Small changes are often enough to improve the night’s sleep. However, there are no recommendations that work for everyone. “Everyone should try out what works best for them”.
People react differently to possible triggers of sleep problems. For example, on the stimulant caffeine. Some people fall asleep better if they go without coffee in the afternoon, others feel no effect.
For alcohol, however, the situation is clear. “It helps you to fall asleep, but disturbs your sleep in the second half of the night,” says Dresler. You wake up again and find it difficult to get back to sleep.
Cell phones do not allow many people to relax. The blue light contributes to this. Many devices can be dimmed. Better: switch off
And how about sleeping pills? Experts agree: Doctors should be cautious about prescribing drugs to their patients – most substances hould only be taken for a short time.
Dresler explains why: “With so-called benzodiazepines and the similarly acting Z-substances, habituation effects become apparent very quickly, and a higher dose is required after just a few days.”
And those who take the medication over a longer period of time will find it difficult to get rid of them. Dresler: “As soon as you take it off, your sleep disorder is worse off than before.”
Synthetic antihistamines, also available over the counter, are more effective, but have some side effects. The most common are drowsiness, lightheadedness and dizziness, muscle pain and headaches, skin reactions and gastrointestinal problems.
If you stop taking the medication after a long period of daily use, you can expect poor sleep again. “For these reasons, you can take them for a maximum of two weeks,” says Wohlert. There are also diseases such as prostate enlargement for which antihistamines should not be taken.

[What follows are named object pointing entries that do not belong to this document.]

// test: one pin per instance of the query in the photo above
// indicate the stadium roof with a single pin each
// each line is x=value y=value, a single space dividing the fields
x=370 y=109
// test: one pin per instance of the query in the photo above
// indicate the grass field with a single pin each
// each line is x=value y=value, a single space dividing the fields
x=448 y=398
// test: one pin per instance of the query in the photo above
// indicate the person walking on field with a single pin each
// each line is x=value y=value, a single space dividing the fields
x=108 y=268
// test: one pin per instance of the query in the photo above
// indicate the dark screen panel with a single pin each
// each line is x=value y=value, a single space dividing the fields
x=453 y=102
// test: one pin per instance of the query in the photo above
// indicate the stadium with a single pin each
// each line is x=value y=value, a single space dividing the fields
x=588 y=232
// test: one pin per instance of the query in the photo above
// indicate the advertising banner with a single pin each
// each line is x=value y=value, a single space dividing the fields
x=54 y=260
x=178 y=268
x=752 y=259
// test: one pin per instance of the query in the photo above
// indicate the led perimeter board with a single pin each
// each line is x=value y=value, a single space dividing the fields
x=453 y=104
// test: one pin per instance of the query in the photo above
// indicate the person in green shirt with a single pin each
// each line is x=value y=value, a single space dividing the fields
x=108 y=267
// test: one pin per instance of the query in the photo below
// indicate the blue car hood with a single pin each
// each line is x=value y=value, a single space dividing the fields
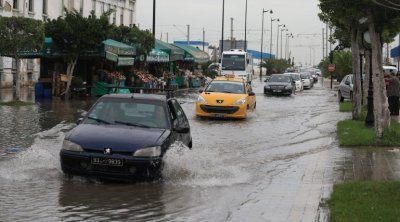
x=118 y=137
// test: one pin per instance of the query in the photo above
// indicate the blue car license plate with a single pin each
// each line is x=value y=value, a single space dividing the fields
x=107 y=161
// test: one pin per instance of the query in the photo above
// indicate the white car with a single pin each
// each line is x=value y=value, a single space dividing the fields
x=296 y=78
x=306 y=79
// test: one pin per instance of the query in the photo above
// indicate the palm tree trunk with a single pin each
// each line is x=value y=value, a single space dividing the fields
x=355 y=49
x=381 y=111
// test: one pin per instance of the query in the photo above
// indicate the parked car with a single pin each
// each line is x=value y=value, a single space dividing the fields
x=307 y=80
x=124 y=137
x=226 y=97
x=345 y=90
x=296 y=78
x=279 y=84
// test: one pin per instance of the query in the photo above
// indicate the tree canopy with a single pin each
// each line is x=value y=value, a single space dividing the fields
x=19 y=34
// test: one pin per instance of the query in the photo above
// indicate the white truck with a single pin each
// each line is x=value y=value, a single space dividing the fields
x=237 y=62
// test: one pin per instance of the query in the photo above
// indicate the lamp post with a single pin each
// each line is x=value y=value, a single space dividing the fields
x=262 y=35
x=245 y=28
x=222 y=36
x=281 y=41
x=270 y=46
x=277 y=39
x=370 y=119
x=154 y=18
x=288 y=35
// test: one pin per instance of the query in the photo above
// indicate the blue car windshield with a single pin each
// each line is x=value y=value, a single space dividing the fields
x=129 y=113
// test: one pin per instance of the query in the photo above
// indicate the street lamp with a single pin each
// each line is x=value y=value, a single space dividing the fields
x=262 y=34
x=270 y=48
x=370 y=119
x=288 y=35
x=222 y=37
x=245 y=28
x=285 y=29
x=154 y=18
x=277 y=39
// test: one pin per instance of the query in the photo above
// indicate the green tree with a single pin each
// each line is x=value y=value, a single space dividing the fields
x=143 y=40
x=17 y=35
x=76 y=35
x=355 y=17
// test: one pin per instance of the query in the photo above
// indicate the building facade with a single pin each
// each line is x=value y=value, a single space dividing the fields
x=124 y=12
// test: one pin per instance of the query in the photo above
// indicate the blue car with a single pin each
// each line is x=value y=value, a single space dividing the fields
x=124 y=137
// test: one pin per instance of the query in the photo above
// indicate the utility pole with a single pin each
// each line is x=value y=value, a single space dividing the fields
x=204 y=38
x=222 y=37
x=323 y=43
x=326 y=40
x=188 y=36
x=154 y=18
x=232 y=29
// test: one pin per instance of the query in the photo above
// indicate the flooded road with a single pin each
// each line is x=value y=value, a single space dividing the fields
x=277 y=165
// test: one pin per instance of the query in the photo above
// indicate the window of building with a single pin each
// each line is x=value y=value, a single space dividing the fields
x=15 y=4
x=30 y=5
x=94 y=6
x=44 y=11
x=131 y=18
x=81 y=8
x=122 y=16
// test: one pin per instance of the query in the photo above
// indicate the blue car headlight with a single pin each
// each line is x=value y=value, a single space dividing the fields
x=148 y=152
x=71 y=146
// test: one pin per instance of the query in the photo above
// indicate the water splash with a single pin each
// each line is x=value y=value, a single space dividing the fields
x=200 y=166
x=41 y=160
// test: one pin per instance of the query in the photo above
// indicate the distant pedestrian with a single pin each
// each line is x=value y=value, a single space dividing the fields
x=393 y=93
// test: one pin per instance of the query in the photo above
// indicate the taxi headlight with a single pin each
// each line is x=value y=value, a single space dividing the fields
x=71 y=146
x=201 y=100
x=240 y=101
x=148 y=152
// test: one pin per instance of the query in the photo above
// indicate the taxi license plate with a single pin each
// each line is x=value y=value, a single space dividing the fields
x=219 y=115
x=107 y=161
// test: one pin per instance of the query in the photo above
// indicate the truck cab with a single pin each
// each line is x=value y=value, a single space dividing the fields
x=237 y=62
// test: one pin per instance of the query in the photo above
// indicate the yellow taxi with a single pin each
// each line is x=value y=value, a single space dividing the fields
x=226 y=97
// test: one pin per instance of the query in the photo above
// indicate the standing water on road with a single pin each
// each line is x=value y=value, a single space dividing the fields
x=276 y=165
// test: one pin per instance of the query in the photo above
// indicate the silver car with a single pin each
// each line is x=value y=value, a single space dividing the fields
x=345 y=90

There are a few things to consider with herbal medicines like valerian root, hops, lemon balm leaves or passion flowers.
Herbal products need a few days to work. But you can take them for a long time without any problems. In most cases the preparations only have a weak sleep-promoting influence and you often have to try a few to find what works for you.

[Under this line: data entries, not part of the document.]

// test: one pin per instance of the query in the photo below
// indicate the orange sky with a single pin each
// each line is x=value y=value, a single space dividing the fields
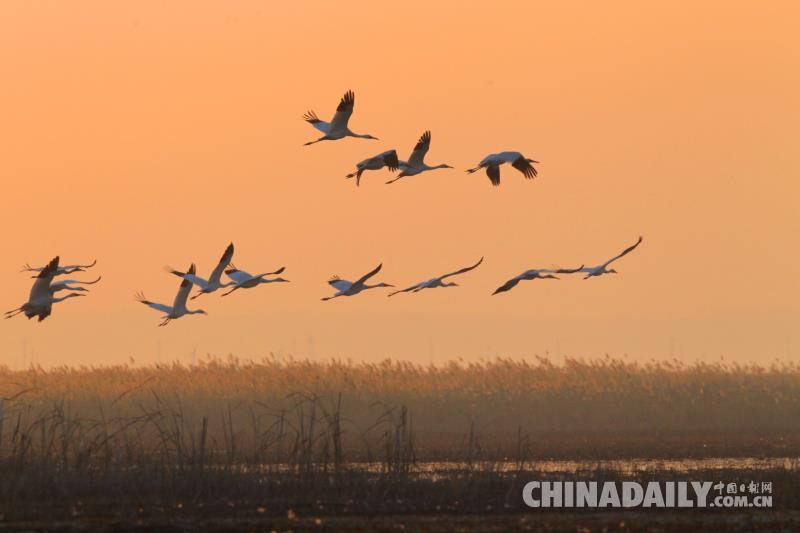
x=154 y=133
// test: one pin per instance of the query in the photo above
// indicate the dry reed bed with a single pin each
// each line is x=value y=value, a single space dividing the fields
x=309 y=413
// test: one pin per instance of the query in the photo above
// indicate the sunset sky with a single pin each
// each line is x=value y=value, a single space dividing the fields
x=146 y=134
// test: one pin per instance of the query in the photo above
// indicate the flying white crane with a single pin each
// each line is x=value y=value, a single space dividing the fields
x=536 y=273
x=66 y=269
x=603 y=269
x=67 y=285
x=337 y=127
x=214 y=281
x=245 y=280
x=386 y=159
x=438 y=282
x=41 y=297
x=178 y=308
x=416 y=162
x=349 y=288
x=492 y=164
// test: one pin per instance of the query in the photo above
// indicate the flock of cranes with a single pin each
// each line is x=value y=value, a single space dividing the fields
x=42 y=296
x=338 y=128
x=43 y=293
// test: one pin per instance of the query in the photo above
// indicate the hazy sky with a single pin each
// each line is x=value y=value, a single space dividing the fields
x=153 y=133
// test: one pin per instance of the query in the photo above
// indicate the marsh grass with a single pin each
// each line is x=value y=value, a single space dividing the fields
x=283 y=436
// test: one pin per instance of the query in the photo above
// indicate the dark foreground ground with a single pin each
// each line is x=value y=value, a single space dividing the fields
x=766 y=521
x=481 y=498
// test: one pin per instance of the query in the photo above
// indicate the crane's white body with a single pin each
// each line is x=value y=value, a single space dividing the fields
x=600 y=270
x=440 y=281
x=386 y=159
x=535 y=273
x=42 y=295
x=350 y=288
x=416 y=161
x=492 y=164
x=178 y=307
x=245 y=280
x=214 y=281
x=65 y=269
x=337 y=128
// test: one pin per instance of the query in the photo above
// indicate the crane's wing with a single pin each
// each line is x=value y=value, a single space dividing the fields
x=625 y=252
x=184 y=290
x=343 y=111
x=421 y=148
x=157 y=306
x=224 y=261
x=314 y=120
x=191 y=278
x=390 y=159
x=507 y=286
x=340 y=285
x=65 y=282
x=524 y=165
x=466 y=269
x=493 y=171
x=569 y=270
x=409 y=289
x=363 y=279
x=73 y=267
x=41 y=287
x=239 y=276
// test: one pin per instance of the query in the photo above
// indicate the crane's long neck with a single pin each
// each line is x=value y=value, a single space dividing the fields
x=62 y=298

Products with natural Melatonin often have a greater effect. Melatonin levels can also be checked with your GP.
For children a homeopathic sleep remedy would be the first thing to try.
For patients who repeatedly ask for sleeping pills, the advice is: “See a doctor to clarify the causes and treat them specifically.” Because insomnia can have many reasons, and nobody should spend too much time in uncertainty.

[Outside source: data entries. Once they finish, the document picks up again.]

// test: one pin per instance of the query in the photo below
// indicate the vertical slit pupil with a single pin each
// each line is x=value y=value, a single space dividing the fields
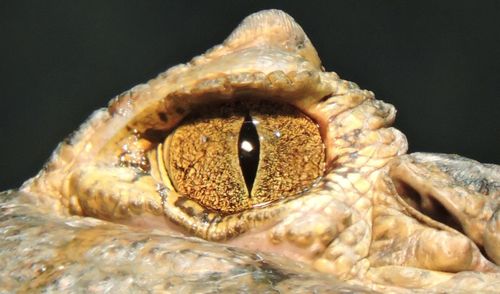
x=249 y=149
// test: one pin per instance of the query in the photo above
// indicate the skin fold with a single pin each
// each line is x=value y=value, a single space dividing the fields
x=104 y=215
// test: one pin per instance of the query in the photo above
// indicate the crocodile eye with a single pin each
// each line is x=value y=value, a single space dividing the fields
x=236 y=156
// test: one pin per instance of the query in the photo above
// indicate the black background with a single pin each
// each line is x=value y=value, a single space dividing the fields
x=436 y=61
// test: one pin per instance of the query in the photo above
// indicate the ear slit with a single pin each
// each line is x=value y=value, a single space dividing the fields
x=426 y=204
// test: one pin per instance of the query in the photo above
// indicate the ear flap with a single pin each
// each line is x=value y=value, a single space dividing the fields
x=273 y=28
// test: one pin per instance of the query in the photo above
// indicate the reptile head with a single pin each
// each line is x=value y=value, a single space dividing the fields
x=329 y=184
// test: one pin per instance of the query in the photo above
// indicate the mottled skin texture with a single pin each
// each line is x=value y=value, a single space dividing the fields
x=378 y=220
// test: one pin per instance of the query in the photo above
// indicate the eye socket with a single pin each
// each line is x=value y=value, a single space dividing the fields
x=239 y=155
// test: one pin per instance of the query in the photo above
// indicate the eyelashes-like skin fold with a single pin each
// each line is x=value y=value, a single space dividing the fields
x=326 y=197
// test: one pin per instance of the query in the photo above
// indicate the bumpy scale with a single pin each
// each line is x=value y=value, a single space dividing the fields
x=377 y=220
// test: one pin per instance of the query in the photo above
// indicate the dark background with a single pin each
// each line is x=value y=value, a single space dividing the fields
x=436 y=61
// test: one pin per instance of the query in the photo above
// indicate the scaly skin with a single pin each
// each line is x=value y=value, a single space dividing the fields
x=365 y=223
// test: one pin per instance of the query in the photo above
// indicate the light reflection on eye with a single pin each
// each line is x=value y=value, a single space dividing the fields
x=246 y=146
x=232 y=157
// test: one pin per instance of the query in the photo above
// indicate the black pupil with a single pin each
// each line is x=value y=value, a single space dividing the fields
x=249 y=151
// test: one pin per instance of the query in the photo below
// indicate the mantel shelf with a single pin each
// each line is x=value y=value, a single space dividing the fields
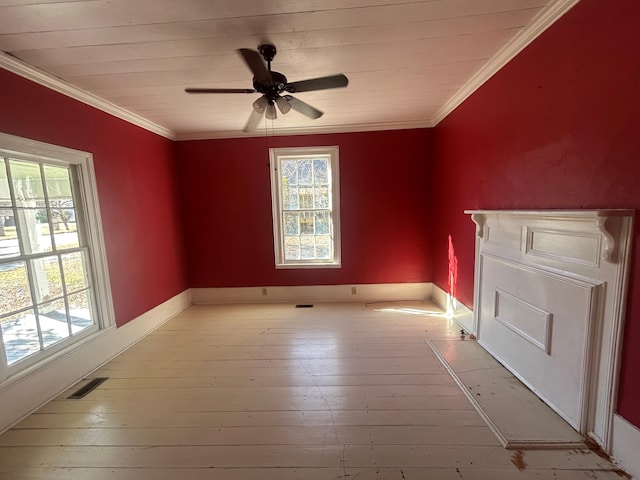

The first point of contact is usually the GP. For example, he uses a blood test to check whether there is an overactive thyroid and, if necessary, refers the patient to a specialist for further examinations.
In the sleep laboratory, for example, doctors can check whether there are nocturnal pauses in breathing (sleep apnea) or other physical causes. Therapy then depends on the diagnosis.
However, doctors do not always find a disease to be the trigger. Or the disease is treated successfully, but the sleep problems remain. In these cases, the treatment guidelines recommend cognitive behavioral therapy from a psychotherapist. This is actually an old hat, but extremely effective.
The need for sleep varies from person to person and is between five and nine hours. Patients can learn methods that help them to relax, to structure their sleep-wake cycle better and to brood less in bed.
Those who have enough motivation and perseverance can try to improve their sleep quality on their own.
A particularly effective measure is to go to bed half an hour later in the evening or to get up half an hour earlier in the morning – for a week.
This means that you are more tired during the day, but you fall asleep easier in the evening and then also feel better during the day. Many people are surprised that it allows them to regain a certain amount of control over their sleep.
Having colonics or enemas in the afternoon can help to calm the body, remove toxins, and ultimately support a good night’s sleep.